The FBI estimates that Health Care Fraud costs American tax payers $80 billion a year. Of this amount $2.5 billion was recovered through False Claims Act cases in FY 2010. Most of these cases were filed under qui tam provisions.

==Types==
There are several different schemes used to defraud the health care system. Health care fraud can include fraudulent entries into the medical record.

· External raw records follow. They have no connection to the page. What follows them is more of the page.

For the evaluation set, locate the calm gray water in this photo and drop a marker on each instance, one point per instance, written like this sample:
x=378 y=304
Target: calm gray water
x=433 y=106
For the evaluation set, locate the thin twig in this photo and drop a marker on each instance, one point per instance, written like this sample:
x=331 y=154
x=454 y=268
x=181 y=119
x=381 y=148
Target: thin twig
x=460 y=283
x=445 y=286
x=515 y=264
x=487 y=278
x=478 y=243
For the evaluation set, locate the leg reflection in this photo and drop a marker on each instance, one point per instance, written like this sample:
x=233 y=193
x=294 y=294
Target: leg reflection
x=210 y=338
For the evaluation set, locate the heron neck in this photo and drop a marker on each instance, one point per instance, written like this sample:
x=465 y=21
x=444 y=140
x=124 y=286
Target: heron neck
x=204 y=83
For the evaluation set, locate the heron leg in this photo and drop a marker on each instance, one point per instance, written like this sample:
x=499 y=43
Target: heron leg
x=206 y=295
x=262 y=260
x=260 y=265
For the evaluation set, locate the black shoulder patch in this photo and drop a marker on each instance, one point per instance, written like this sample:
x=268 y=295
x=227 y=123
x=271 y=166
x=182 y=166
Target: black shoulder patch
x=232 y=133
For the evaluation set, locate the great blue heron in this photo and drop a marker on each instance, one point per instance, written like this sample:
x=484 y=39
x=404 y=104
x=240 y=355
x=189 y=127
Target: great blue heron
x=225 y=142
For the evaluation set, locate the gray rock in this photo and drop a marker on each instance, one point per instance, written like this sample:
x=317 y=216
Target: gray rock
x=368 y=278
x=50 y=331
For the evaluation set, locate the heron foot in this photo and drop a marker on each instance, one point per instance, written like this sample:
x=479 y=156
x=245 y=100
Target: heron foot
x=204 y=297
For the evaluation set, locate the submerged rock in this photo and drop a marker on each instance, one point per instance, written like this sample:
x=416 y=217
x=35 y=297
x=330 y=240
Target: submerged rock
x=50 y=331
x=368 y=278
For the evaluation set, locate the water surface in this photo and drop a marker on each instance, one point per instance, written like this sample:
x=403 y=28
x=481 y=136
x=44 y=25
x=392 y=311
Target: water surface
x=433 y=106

===Billing for services not rendered===
Often done as a way of billing Medicare for things that never happened. This can involve forging the signature of those enrolled in Medicare, and the use of bribes or "kickbacks" to corrupt medical professionals. In the case of duplicate claims a provider does not submit exactly the same bill, but changes some small portion like the date in order to charge Medicare twice for the same service rendered. Rather than a single claim being filed twice, the same service is billed two times in an attempt to be paid twice.

===Kickbacks===
Kickbacks are rewards such as cash, jewelry, free vacations, corporate sponsored retreats, or other lavish gifts used to entice medical professionals into using specific medical services. This could be a small cash kickback for the use of an MRI when not required, or a lavish doctor/patient retreat that is funded by a pharmaceutical company to entice the prescription and use of a particular drug. Other forms of payment that could be illegal kickbacks include paid speaking positions at events, consulting contracts, and research grants.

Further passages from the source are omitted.